Citizen and foreign victims, including indgienous peoples, are sex trafficked into and out of the departments of Guatemala. They are raped and physically and psychologically harmed in locations within these administrative divisions.

Sex trafficking in Guatemala is human trafficking for the purpose of sexual exploitation and slavery that occurs in the Republic of Guatemala.

Sex trafficking victims in the country are from all ethnic groups in Guatemala, including the Maya and other indigenous peoples, and foreigners. Guatemalan citizens, primarily women and girls, are sex trafficked to the different departments of Guatemala, as well as other countries, particularly Mexico and the United States. The illegal transporting and sexual assault of migrants from Latin America to the United States is a problem. Foreign women and girls, including migrants,
 are also trafficked to and within Guatemala.

Children, deported migrants, and people in poverty and with little education are particularly vulnerable to sex trafficking. Sex trafficked victims are deceived or abducted and forced into prostitution and unfree labour. They are guarded or locked up in brothels, homes, businesses, and other locations. They are threatened and experience physical and psychological trauma. Their family members are sometimes threatened.

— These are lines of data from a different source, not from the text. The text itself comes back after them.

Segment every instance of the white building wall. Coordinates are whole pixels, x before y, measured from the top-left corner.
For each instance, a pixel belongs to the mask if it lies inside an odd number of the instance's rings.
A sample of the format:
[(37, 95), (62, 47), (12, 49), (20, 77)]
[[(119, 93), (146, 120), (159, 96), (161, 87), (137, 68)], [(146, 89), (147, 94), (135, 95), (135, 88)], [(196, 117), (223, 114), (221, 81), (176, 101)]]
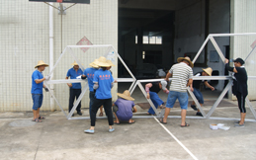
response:
[[(231, 33), (256, 33), (256, 1), (255, 0), (231, 0)], [(250, 45), (256, 40), (256, 36), (234, 37), (230, 40), (230, 53), (232, 58), (246, 58), (252, 50)], [(254, 51), (245, 62), (248, 76), (256, 76), (255, 73), (256, 52)], [(256, 83), (248, 80), (248, 98), (256, 100)], [(235, 97), (233, 97), (235, 99)]]
[[(63, 4), (65, 7), (71, 4)], [(58, 7), (58, 3), (54, 3)], [(0, 1), (0, 112), (31, 111), (31, 76), (38, 60), (48, 58), (48, 6), (28, 0)], [(75, 45), (83, 37), (93, 44), (113, 44), (118, 49), (118, 1), (97, 0), (90, 5), (76, 4), (61, 18), (53, 12), (54, 63), (66, 45)], [(85, 67), (106, 49), (89, 49), (85, 53), (74, 49)], [(64, 79), (73, 58), (65, 54), (54, 70), (53, 79)], [(117, 60), (115, 62), (117, 64)], [(117, 77), (117, 65), (112, 68)], [(49, 69), (43, 71), (47, 75)], [(3, 75), (3, 76), (2, 76)], [(117, 85), (112, 90), (116, 97)], [(64, 109), (68, 108), (69, 90), (66, 84), (54, 85), (54, 94)], [(82, 101), (87, 108), (88, 94)], [(55, 109), (58, 107), (55, 105)], [(42, 110), (48, 111), (49, 93), (43, 91)]]

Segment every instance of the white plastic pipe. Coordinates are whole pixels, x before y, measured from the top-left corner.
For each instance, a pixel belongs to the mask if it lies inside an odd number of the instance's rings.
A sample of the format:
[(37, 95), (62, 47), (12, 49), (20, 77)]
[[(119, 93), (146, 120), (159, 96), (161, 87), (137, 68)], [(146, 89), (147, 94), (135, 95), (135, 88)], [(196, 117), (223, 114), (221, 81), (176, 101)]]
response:
[[(53, 3), (49, 3), (53, 5)], [(49, 72), (53, 69), (53, 8), (48, 6), (48, 33), (49, 33)], [(53, 78), (53, 72), (50, 74), (50, 79)], [(49, 89), (53, 93), (53, 84), (49, 85)], [(49, 98), (50, 111), (54, 111), (54, 99), (52, 96)]]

Sex trafficking and exploitation have permeated all levels of Guatemalan society. Traffickers have been male and female. A number of traffickers are members of or facilitated by gangs.
 Government officials and workers and police have been complicit and corruption in Guatemala is an issue. Some perpetrators are the victims’ family members, including parents. Traffickers use social media and other phone and internet websites and apps to lure victims.

The scale of sex trafficking in Guatemala is not known because of the lack of data. Government anti-sex trafficking efforts have been criticized for being insufficient.
 Law enforcement is hindered by limited operating budgets and resources. The online sex trade is an issue.

==Links to illegal drug trade==

Drug gangs in Guatemala have relied on sex trafficking as an alternative source of profit.

==Non-governmental organizations==
El Refugio de la Niñez operates a shelter that helps restore victims of sex trafficking in Guatemala. It is supported by the United Nations Trust Fund for Victims of Human Trafficking.